IDTODAY NEWS – Wakil Sekjen Partai Demokrat Irwan Fecho menuga, koalisi Jokowi-Ma’ruf diduga sengaja menggulirkan dan memainkan isu amandeman UUD 1945.
Itu menyusul pernyataan Ketua Umum PAN Zulkifli Hasan yang menyebut amendemen sulit terlaksana jika isu yang dibawa terlalu banyak.
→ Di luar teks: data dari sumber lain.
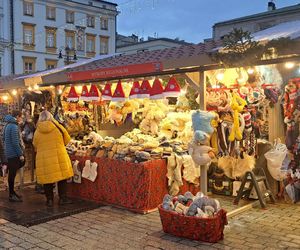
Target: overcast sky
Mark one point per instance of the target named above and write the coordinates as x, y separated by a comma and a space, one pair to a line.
190, 20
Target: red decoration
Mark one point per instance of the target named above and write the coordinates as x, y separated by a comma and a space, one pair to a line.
94, 93
145, 89
157, 90
119, 94
135, 90
139, 187
84, 94
106, 93
72, 96
172, 89
192, 227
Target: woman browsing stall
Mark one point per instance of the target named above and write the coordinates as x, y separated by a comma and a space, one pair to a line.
52, 161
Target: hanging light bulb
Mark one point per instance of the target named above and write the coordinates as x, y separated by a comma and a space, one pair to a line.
220, 76
289, 65
250, 71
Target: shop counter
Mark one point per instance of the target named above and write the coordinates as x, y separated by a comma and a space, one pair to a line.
139, 187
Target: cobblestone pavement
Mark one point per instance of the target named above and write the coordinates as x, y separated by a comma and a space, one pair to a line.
278, 227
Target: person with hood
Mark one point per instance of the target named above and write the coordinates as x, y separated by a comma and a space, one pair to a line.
52, 160
13, 150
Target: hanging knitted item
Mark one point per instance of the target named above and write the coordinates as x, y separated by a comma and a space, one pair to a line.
237, 105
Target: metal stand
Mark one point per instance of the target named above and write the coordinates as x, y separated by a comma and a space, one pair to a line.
203, 179
254, 179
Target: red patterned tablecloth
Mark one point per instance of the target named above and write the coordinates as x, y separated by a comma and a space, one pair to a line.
136, 186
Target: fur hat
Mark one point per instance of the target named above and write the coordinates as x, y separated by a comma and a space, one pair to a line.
202, 121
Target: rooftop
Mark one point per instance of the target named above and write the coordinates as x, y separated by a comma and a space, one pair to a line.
284, 10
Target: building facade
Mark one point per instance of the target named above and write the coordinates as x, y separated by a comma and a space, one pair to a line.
50, 33
132, 45
258, 22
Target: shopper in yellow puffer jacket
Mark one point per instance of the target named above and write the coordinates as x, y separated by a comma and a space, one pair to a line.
52, 161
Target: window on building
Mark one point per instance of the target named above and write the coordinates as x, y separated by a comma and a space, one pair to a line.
51, 64
70, 39
28, 8
50, 13
50, 37
28, 34
104, 23
104, 45
69, 16
28, 64
90, 21
90, 43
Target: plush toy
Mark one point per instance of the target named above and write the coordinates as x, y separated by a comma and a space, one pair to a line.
202, 121
115, 113
199, 150
167, 202
201, 203
95, 138
237, 106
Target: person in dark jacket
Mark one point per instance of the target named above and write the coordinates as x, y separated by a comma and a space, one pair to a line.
13, 151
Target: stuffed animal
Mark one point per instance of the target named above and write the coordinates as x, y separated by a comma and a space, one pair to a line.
95, 138
201, 203
199, 150
202, 121
237, 106
167, 202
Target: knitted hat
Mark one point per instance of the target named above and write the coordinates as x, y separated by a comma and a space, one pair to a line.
84, 94
72, 96
135, 90
145, 89
172, 89
247, 119
94, 93
119, 94
157, 90
106, 93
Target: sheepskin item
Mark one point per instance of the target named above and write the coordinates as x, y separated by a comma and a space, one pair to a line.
106, 93
84, 93
77, 173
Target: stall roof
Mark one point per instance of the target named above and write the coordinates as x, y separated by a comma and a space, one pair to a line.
9, 82
122, 66
283, 30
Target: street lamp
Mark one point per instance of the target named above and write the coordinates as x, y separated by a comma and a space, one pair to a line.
68, 55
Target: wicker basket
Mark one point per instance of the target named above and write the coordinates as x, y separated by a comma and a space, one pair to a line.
194, 228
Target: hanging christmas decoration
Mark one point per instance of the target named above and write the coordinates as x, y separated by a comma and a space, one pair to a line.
106, 93
172, 89
135, 90
94, 93
157, 90
84, 94
72, 96
119, 94
145, 89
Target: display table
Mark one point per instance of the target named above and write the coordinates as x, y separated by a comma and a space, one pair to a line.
139, 187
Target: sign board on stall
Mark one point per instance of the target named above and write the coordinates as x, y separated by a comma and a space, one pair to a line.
127, 70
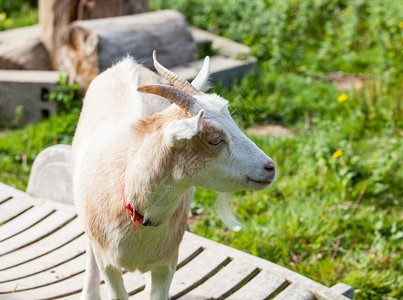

Wakil Sekretaris Fraksi Demokrat DPR RI ini menilai, koalisi pemerintah seperti ingin melihat reaksi publik atas isu amendemen.
Sebelum akhirnya mengeksekusi perubahan ketentuan di konstitusi.
“Koalisi Jokowi terindikasi test the water terkait isu amendemen UUD 1945. Jelas sekali ada upaya partai koalisi pemerintah untuk lakukan itu,” ujarnya dilansir dari JPNN.com, Minggu (5/9/2021).
Anggota Komisi V DPR RI itu mengakui, konstitusi pada dasarnya memang tidak imun dari amendemen.
Hanya saja, ia menilai situasi saat ini masih tak memungkinkan dilakukan perubahan konstitusi.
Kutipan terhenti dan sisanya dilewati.